At last she nods, and takes it. “Thank you, Captain,” she says as I help her to her feet.

I turn back to sweep up my black hat and notice some tiny red thing poking out of the sandy dirt beneath it. Some species of sand crab, I think at first, or cocooning insect, but for the speed with which it’s thrusting itself up out of the ground, the length of a finger already, now two.

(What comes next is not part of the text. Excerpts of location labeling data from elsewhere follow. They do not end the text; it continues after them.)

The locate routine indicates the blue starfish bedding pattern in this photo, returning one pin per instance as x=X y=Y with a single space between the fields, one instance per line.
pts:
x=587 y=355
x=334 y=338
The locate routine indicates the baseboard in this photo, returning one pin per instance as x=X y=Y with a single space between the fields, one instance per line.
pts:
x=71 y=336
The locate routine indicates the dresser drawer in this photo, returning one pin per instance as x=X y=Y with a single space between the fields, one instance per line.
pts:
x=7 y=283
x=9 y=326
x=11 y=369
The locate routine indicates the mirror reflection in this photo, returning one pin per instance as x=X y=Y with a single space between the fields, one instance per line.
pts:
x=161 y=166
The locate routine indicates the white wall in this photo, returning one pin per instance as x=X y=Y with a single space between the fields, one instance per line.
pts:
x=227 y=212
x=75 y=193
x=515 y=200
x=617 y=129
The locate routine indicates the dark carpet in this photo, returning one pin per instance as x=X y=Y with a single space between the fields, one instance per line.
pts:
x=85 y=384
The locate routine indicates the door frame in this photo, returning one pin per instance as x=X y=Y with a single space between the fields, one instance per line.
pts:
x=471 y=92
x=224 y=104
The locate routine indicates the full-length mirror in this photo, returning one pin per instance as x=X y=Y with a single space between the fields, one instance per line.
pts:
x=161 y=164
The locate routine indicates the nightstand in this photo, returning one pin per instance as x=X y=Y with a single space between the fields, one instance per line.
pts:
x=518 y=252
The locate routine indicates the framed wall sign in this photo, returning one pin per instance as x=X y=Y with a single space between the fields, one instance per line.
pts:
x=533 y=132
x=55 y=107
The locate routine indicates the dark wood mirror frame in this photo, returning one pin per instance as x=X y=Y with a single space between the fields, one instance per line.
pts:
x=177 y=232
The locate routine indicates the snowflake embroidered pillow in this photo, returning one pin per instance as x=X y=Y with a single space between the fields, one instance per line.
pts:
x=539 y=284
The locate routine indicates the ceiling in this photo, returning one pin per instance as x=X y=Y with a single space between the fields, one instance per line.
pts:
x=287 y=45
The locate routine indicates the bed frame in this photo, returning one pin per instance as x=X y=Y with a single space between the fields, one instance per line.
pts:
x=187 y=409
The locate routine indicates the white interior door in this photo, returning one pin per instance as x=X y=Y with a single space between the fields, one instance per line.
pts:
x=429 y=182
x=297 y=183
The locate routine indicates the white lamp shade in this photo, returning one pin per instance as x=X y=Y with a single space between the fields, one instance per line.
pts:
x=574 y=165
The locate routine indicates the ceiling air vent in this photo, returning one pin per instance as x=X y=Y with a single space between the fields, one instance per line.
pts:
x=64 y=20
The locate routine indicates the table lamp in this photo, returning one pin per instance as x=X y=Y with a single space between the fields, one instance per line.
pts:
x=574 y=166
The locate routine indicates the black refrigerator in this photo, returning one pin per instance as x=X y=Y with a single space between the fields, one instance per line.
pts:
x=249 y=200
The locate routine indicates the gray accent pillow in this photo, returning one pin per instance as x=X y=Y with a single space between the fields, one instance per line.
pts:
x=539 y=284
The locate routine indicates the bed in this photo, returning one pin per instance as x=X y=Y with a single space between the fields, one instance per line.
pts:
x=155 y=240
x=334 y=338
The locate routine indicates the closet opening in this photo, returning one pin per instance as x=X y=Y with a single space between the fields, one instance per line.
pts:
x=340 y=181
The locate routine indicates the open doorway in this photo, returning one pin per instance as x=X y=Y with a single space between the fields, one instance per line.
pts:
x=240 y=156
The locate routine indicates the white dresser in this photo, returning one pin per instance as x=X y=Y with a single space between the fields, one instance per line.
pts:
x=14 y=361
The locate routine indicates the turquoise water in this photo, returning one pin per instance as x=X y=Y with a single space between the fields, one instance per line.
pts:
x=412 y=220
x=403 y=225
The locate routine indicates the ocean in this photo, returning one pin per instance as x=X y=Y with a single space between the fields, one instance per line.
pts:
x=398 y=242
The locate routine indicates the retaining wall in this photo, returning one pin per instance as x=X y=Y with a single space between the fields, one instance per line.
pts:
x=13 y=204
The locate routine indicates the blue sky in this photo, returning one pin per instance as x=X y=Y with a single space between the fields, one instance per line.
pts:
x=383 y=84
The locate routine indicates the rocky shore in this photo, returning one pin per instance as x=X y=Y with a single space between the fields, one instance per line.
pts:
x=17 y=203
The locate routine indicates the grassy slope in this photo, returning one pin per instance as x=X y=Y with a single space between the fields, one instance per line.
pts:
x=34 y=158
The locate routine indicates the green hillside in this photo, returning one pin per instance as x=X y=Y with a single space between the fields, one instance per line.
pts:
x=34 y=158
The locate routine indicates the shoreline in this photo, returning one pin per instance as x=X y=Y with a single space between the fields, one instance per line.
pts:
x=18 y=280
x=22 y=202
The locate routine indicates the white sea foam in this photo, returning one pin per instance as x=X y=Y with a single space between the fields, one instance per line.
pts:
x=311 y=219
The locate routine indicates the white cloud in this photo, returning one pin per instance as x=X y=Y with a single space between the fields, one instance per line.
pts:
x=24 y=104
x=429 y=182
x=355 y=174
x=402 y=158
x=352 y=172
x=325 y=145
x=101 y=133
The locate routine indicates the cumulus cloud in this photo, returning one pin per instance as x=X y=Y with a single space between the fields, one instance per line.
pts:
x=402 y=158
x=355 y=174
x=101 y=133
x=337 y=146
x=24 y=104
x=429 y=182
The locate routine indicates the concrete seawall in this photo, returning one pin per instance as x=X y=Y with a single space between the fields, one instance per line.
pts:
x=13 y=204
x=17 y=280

No, it’s not a sentient creature at all, but tiny red leaves at the tip of a sturdy green stalk. Up it comes, winding out of the sand as I stand frozen in the act of shaking off my hat. Green leaves, fully formed, begin unfurling from the stalk, while the small, shiny red leaves at the tip belly into a fecund round bud. Other buds on other stalks are sprouting out of the earth as well, all within the little crater in the sand and scrub where we were just sitting, green stalks stretching up toward the dawn, splitting into branches spiked with thorns, shaking out their leaves, buds popping open like ripe figs.

Roses, by God’s blood! A little thicket of them growing into being before my dazzled eyes: knee-high, now waist high, aburst with heavy blooms—blood crimson, violet, sunset pink, yellow blossoms as vivid as the sun.

I turn to see Parrish frozen in astonishment behind me, all agog, staring at this impossible spectacle.

“How did you do that?” she demands of me.

For once, no glib retort rises to my lips.

“Well, don’t look at me!” she exclaims. “I couldn’t grow moss in a swamp!”

It’s some witchery, of course, some fairy spell. Clamping on my hat, I reach out to the nearest bush to touch one of the scarlet blooms. The petals are velvety soft against my skin; its heady fragrance lingers on my fingertips. They are as real as they are beautiful. And sinister, for Pan despises roses, as well as climbing bougainvillea and all species of citrus, any devious plant whose fragrant fruit or lovely blossoms conceal thorns to prick him. Briars and bramble he adores; his wood is carpeted in sharp, bristling things to be beaten back and mastered, but he’s outraged by the perfidy of beautiful things that tempt him only to wound him, and he will not have them on his island. He favors the jasmine that runs riot in the wood, honey-sweet, uncomplicated. All through this island, where anything grows at his command, Pan has banished roses. Why do these disobey him now?

This is some new species of sorcery unknown even to me. After all the time I spent with Proserpina, queen of witches, I thought I had seen them all.